Der Name steht fest: "Wachsende Stadt". Er umfasst ein Thema, das Politiker und Verwaltungsexperten seit mehreren Jahren umtreibt und das vielschichtig ist: Wie kann Mönchengladbach nicht nur an Einwohnern zunehmen, sondern auch die Bevölkerungsströme gezielt steuern und daraus wiederum eine perspektivische Planung ableiten? Für Gladbach ist das sehr wichtig, denn Prognosen gehen von einem Bevölkerungsschwund von jetzt rund 264.000 auf 240.000 Einwohner bis zum Jahr 2030 aus.

Weniger Einwohner bedeutet auch: weniger Kaufkraft, weniger Wohnungen, weniger Arbeitskräfte, weniger Infrastruktur, weniger finanzielle Zuschüsse. Gestern Abend brachten CDU und SPD mit einem gemeinsamen Antrag im Hauptausschuss eine Handlungsempfehlung auf den Weg. Und sie gaben die Aufgabe mit: Die Verwaltung muss eine Organisationsstruktur entwickeln, die zur "Wachsenden Stadt" führen soll - methodisch, inhaltlich, operativ. Dafür stellen sie für die Jahre 2016 bis 2019 insgesamt sechs Millionen Euro zur Verfügung. Die FDP beklagte in der gestrigen Sitzung, dass das Thema Demografie seit einem Jahr brach liege, nachdem es Anfang 2015 interfraktionell behandelt wurde.

Eine Visualisierung der Roermonder Höfe FOTO: Schrammen

Es überrascht nicht, dass diese zu schaffende Organisationsstruktur federführend beim neuen Technischen Beigeordneten Gregor Bonin angesiedelt ist. Denn er hat bei seinem Amtsantritt - unter anderem in einem RP-Interview - deutlich gemacht, dass nach seiner Meinung Mönchengladbach nur durch ein stetiges qualitatives Wachstum die Herausforderungen der nächsten Jahre und Jahrzehnte bewältigen kann. Wenn zum Beispiel neue große Wohngebiete mitten in der Stadt - Roermonder Höfe, Bunter Garten, Reme-Gelände, Maria Hilf - entstehen, wird das zwangsläufig Auswirkungen auf die bestehende Struktur haben - innerstädtisch und in den Außenbezirken. Gelingt es, in den neuen Wohngebieten in einem großen Maß Neubürger anzusiedeln, wird der Bevölkerungsschwund vermutlich in dem prognostizierten Zeitraum nicht so intensiv ausfallen. Werden aber vornehmlich Gladbacher lediglich ihren Wohnort verlegen, wird das erhebliche Auswirkungen auf bestehende Wohngebiete haben. Deshalb verfolgt Bonin auch einen Ansatz, der über die alleinige Beteiligung der Stadtverwaltung mit ihren unterschiedlichen Fachbereichen hinaus geht. "Wir müssen dabei mehrere städtischen Töchter einbinden: die Wohnungsgesellschaften, EWMG, WFMG, MGMG", sagt er. Und er hat klare Vorstellungen, welchen Grundüberlegungen die "Wachsende Stadt" entsprechen muss: "Wir müssen Wanderungsbewegungen analysieren. Wir müssen Flächenmanagement betreiben. Wir müssen den Wohnungsbedarf untersuchen und feststellen, wo wir was brauchen. Und wir müssen uns Gedanken machen, welche Konsequenzen die Ergebnisse für Kultur, für Sport, für Kindergärten, für Schulen haben."

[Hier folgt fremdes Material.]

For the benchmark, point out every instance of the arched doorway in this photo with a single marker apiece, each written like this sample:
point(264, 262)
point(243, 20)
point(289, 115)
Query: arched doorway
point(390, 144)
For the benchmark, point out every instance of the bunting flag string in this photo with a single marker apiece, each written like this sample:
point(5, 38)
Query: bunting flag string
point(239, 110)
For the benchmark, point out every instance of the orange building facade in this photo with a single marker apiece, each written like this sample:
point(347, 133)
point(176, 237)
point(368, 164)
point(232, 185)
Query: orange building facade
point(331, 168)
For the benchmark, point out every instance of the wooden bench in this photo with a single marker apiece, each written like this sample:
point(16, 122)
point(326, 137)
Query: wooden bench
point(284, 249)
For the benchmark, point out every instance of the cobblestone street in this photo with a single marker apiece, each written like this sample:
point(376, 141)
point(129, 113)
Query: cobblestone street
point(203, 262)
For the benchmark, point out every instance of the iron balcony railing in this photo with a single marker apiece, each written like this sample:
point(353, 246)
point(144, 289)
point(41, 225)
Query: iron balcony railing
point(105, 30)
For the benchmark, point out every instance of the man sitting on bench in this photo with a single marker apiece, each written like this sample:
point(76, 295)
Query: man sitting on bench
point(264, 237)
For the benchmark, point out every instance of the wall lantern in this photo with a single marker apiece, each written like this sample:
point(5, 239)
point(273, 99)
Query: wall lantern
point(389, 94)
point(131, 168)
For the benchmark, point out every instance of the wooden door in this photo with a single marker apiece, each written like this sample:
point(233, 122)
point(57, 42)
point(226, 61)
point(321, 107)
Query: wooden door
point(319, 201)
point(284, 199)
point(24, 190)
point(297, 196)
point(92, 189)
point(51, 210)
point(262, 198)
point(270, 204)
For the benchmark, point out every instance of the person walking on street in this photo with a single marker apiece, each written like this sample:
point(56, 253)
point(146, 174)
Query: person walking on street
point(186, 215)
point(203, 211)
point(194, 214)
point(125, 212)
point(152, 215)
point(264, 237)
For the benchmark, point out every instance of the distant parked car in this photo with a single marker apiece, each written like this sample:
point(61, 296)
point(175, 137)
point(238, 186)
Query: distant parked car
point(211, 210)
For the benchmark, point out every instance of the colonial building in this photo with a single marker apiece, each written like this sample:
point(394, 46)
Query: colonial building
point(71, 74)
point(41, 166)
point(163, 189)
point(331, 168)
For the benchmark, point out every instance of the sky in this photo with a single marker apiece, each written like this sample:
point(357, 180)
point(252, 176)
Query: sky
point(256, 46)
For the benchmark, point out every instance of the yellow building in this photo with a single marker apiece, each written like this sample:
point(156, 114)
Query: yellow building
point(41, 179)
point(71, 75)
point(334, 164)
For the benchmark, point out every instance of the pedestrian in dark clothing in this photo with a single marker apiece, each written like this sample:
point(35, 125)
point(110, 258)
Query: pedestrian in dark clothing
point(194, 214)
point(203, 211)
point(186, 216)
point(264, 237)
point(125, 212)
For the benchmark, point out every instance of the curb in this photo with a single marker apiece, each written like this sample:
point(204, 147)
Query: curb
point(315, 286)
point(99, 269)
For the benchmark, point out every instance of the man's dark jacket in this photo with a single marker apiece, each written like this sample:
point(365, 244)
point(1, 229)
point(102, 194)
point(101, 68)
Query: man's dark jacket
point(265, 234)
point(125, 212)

Dabei spielt ebenfalls eine Rolle, wie gezielt Wanderungsbewegungen beeinflusst werden können. Etwa dass man Wohnungsbau-Pilotprojekte in Innen- und Außenbezirken vorantreibt und sie eine Art Leuchtturmcharakter haben. Oder dass Quartiersstrukturen gezielt gestärkt werden. Das soll dann auch offen kommuniziert werden - Mönchengladbach soll als wachsende, moderne, dynamische und selbstbewusste Großstadt im Grünen vermarktet werden.

Und auch da gibt es eine kleine, aber nicht unwesentliche Akzentverschiebung in der Außendarstellung: Die Mönchengladbacher Kreativen werden in diesen Prozess voll einbezogen.